Into the Dark (Red 1)
Nobody expects to lose their parents as an 18-year-old. It just doesn’t happen. I learned the hard way that it does happen, though, and that there’s not a damn thing you can do about it.
Gram kept me sane. Her own heartbreak at losing her daughter and son-in-law was evident, but she was able to see past her own sadness enough to help me. I know I can never repay her for that, but I do my best.
That’s what this weekend is all about: reconnecting, being grateful, and communicating. We’re going to have some hardcore “girls only” time that’s long overdue.
We used to hang out every day. I
miss it. Now that I’m constantly swamped with legal cases, I only see her once or twice a month. It’s not often enough. I know Grams is worried about intruding on my life as a new graduate, but the truth is that I feel the same way.
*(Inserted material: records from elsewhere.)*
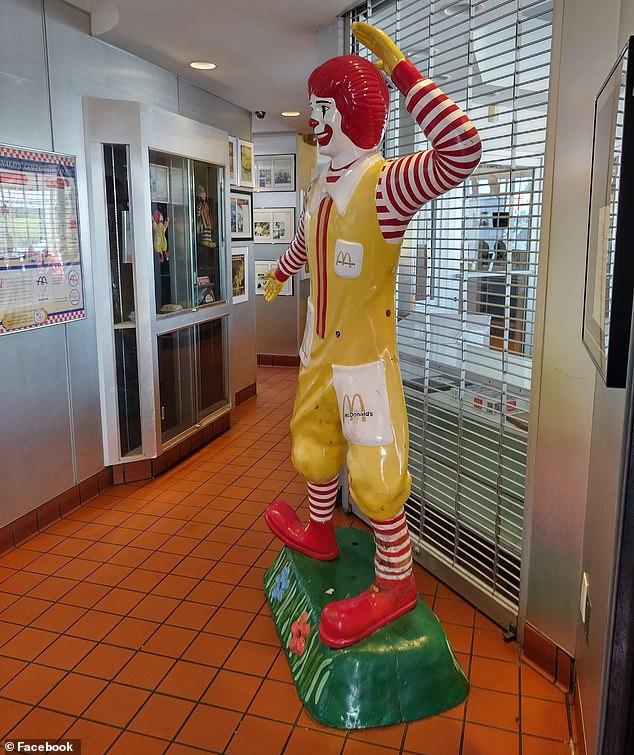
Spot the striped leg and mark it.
[308,477,339,524]
[319,509,418,648]
[370,509,412,581]
[264,476,339,561]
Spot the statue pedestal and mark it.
[264,528,469,729]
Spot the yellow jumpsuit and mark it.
[291,153,411,520]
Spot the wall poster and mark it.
[0,145,86,334]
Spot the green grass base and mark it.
[264,528,469,729]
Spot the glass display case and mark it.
[84,98,231,464]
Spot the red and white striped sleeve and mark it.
[275,211,307,281]
[376,58,482,243]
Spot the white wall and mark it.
[0,0,255,527]
[523,0,634,753]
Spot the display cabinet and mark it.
[84,98,231,464]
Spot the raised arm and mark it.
[264,211,307,301]
[352,22,482,242]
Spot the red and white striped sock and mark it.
[308,476,339,524]
[370,509,412,580]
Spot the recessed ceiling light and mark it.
[189,60,216,71]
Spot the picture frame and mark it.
[237,139,255,189]
[254,260,293,296]
[229,191,253,241]
[227,136,239,186]
[231,246,249,304]
[150,163,170,204]
[582,36,634,388]
[253,207,295,244]
[255,154,295,191]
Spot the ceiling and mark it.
[67,0,356,133]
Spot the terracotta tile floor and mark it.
[0,367,576,755]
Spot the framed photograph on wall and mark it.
[227,136,238,186]
[238,139,255,189]
[253,207,295,244]
[231,246,249,304]
[583,37,634,388]
[255,155,295,191]
[229,191,253,241]
[150,163,170,203]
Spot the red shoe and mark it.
[319,576,418,648]
[264,500,339,561]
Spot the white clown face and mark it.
[309,94,357,163]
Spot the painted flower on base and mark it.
[271,566,291,601]
[288,611,310,655]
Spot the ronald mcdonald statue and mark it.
[264,22,481,648]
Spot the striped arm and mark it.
[377,59,482,243]
[370,509,412,580]
[275,212,307,280]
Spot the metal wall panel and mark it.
[0,0,51,149]
[0,325,74,527]
[178,79,251,141]
[45,0,178,480]
[523,0,622,655]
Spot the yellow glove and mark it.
[264,270,284,301]
[352,21,405,76]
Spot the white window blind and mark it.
[348,0,552,621]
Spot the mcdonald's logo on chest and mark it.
[334,239,363,278]
[342,393,374,423]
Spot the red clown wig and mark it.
[308,55,390,149]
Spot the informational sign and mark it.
[0,145,86,335]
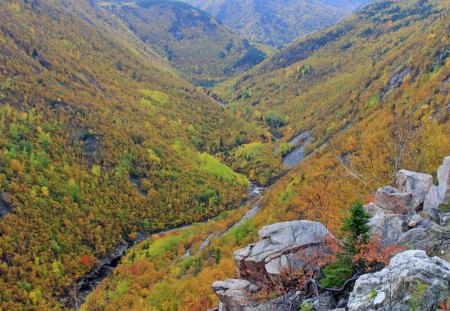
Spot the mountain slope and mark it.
[101,0,265,85]
[181,0,368,47]
[84,0,450,310]
[0,0,259,310]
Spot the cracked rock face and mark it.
[437,157,450,204]
[397,170,433,211]
[212,279,259,311]
[347,250,450,311]
[234,220,331,286]
[375,186,414,215]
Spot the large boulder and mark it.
[397,221,450,258]
[347,250,450,311]
[423,186,441,221]
[369,213,410,246]
[397,170,433,210]
[375,186,414,215]
[364,203,394,216]
[437,157,450,204]
[234,220,331,286]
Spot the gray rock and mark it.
[397,170,433,211]
[437,157,450,204]
[302,293,336,311]
[423,186,441,221]
[439,213,450,226]
[347,250,450,311]
[397,223,450,256]
[369,214,409,246]
[375,186,414,215]
[364,203,394,216]
[234,220,331,286]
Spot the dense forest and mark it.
[183,0,369,48]
[0,0,450,310]
[84,0,450,310]
[100,0,270,86]
[0,0,263,310]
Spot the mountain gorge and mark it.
[81,0,450,310]
[100,1,266,86]
[180,0,368,47]
[0,0,450,310]
[0,0,268,310]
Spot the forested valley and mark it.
[0,0,450,310]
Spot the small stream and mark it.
[73,182,264,307]
[74,99,313,308]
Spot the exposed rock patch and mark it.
[347,250,450,311]
[234,220,331,286]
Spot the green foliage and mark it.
[342,202,371,252]
[321,254,354,288]
[278,143,294,155]
[440,203,450,213]
[264,110,288,128]
[301,301,314,311]
[103,1,266,83]
[408,280,428,311]
[198,153,249,186]
[321,202,370,288]
[230,219,257,245]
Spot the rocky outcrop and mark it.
[212,279,259,311]
[369,213,410,246]
[423,157,450,221]
[234,220,331,286]
[213,157,450,311]
[437,157,450,204]
[397,170,433,211]
[375,186,414,215]
[347,250,450,311]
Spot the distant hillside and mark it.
[101,0,266,85]
[184,0,369,47]
[0,0,259,310]
[83,0,450,311]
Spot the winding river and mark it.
[74,100,313,308]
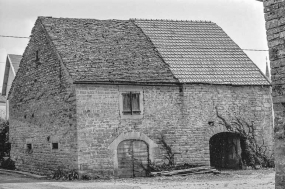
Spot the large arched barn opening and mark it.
[117,140,149,178]
[210,132,242,169]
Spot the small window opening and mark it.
[122,92,141,115]
[51,143,58,150]
[27,144,32,150]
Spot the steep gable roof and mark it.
[40,17,177,82]
[39,17,270,85]
[2,54,22,95]
[134,20,269,85]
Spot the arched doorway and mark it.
[207,132,242,169]
[117,139,149,178]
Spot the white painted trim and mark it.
[108,132,158,176]
[119,85,144,119]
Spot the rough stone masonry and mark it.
[263,0,285,189]
[9,17,273,176]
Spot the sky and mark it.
[0,0,268,89]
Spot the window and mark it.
[26,143,33,153]
[122,92,141,115]
[119,85,144,119]
[27,144,32,150]
[51,143,58,150]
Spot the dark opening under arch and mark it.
[117,139,149,178]
[210,132,242,169]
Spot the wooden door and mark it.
[117,140,149,177]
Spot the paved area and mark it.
[0,169,275,189]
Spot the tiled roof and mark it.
[40,17,178,82]
[39,17,270,85]
[134,20,269,85]
[8,54,22,73]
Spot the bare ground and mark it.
[0,169,275,189]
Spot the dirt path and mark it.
[0,169,275,189]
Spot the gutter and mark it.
[73,81,272,86]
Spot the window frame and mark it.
[119,86,143,119]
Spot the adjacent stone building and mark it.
[263,0,285,189]
[0,93,6,120]
[9,17,273,177]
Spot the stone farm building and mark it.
[9,17,273,177]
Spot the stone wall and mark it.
[9,20,77,174]
[263,0,285,189]
[0,102,6,120]
[76,84,273,175]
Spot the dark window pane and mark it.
[52,143,58,149]
[132,93,140,112]
[27,144,32,150]
[123,93,131,112]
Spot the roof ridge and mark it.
[130,18,213,23]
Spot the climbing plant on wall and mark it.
[0,119,15,169]
[216,107,274,168]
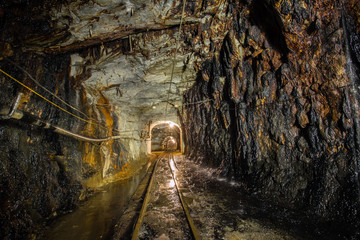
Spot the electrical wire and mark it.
[165,0,186,114]
[1,55,91,119]
[0,69,124,133]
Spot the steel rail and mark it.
[131,158,160,240]
[168,154,200,240]
[131,154,201,240]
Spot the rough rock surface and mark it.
[185,1,360,235]
[0,0,360,238]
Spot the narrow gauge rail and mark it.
[131,154,200,240]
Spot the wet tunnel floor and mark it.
[44,155,324,240]
[41,163,152,240]
[113,156,320,240]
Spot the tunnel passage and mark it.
[150,121,182,152]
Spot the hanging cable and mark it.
[1,55,90,119]
[0,69,124,133]
[165,0,186,114]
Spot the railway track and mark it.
[131,154,200,240]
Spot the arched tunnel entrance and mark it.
[148,121,183,154]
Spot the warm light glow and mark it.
[167,179,175,188]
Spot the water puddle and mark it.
[42,165,149,240]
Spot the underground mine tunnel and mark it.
[0,0,360,239]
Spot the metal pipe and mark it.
[0,92,23,119]
[0,108,122,142]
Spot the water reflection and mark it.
[43,167,146,240]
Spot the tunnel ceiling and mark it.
[4,0,227,119]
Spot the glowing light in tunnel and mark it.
[167,179,175,188]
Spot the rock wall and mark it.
[0,51,146,239]
[185,0,360,235]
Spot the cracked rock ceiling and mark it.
[16,0,225,119]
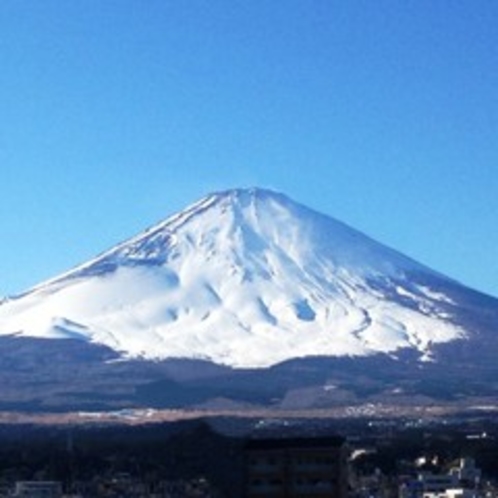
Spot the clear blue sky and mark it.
[0,0,498,296]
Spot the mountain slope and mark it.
[0,189,478,367]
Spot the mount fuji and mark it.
[0,189,498,405]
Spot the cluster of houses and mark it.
[0,437,497,498]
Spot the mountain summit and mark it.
[0,189,478,368]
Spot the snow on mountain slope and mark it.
[0,189,465,367]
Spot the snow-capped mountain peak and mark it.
[0,189,464,367]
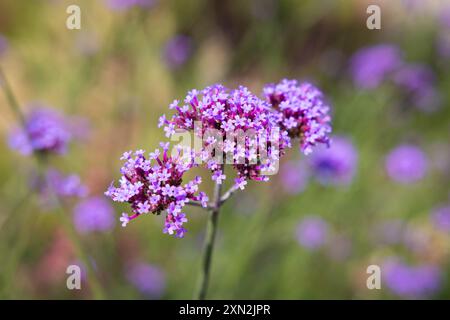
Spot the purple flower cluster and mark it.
[110,80,331,237]
[350,44,402,89]
[105,143,208,238]
[264,79,331,154]
[437,6,450,59]
[349,44,441,111]
[296,216,329,250]
[73,197,115,233]
[386,144,428,184]
[159,84,290,189]
[383,261,442,299]
[0,34,8,57]
[431,205,450,232]
[127,263,166,299]
[8,106,73,155]
[309,137,358,185]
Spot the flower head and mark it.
[350,44,402,89]
[386,145,428,184]
[105,144,207,237]
[160,85,290,188]
[264,79,331,154]
[73,197,114,233]
[9,106,77,155]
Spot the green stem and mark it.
[196,179,222,300]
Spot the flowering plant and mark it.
[105,79,331,299]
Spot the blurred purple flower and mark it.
[106,0,156,11]
[385,144,428,184]
[350,44,402,89]
[8,105,73,155]
[327,235,352,261]
[383,261,442,299]
[393,64,441,111]
[127,263,166,299]
[309,137,358,185]
[296,216,328,250]
[0,34,8,57]
[73,197,115,233]
[280,161,309,194]
[164,35,192,69]
[431,205,450,232]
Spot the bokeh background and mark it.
[0,0,450,299]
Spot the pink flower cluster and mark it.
[105,143,208,238]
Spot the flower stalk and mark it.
[196,175,223,300]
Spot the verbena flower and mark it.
[30,168,88,208]
[386,144,428,184]
[159,84,290,189]
[264,79,331,154]
[8,105,73,155]
[349,44,402,89]
[164,35,192,69]
[0,34,8,57]
[383,261,442,299]
[296,216,329,250]
[431,205,450,232]
[105,143,208,238]
[309,136,358,185]
[73,197,115,233]
[126,263,166,299]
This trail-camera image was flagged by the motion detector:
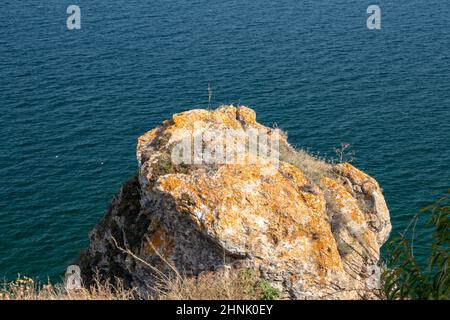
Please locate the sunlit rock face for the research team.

Does she really want to spend her retirement listening to the problems of her 25-year-old grandkid?
I didn’t think so.
I close the door to the little house and follow Grandma into the kitchen. I take a deep whiff and my stomach immediately growls. She shoots me a knowing look, and I smile sheepishly. We both know I’m really bad about remembering to eat. It’s definitely one of those things that falls under “I should have learned this by now.”
“Cookies?” I ask. “Did you bake just for me?”
She smiles and nods toward a plate in the center of the counter, where a pile of chocolate chip cookies are cooling. Her grin is big when she notices my reaction.
“Of course, dear. I can’t have my favorite granddaughter going hungry, now can I?”
“I’m your only granddaughter,” I say with a mouthful of cookies, and she waves me away. A glass of milk appears in front of me and I down it quickly, then wipe my face with the back of my sleeve.
“Just like when you were a girl,” Grandmother says, shaking her head in mock protest. “Some things never change.”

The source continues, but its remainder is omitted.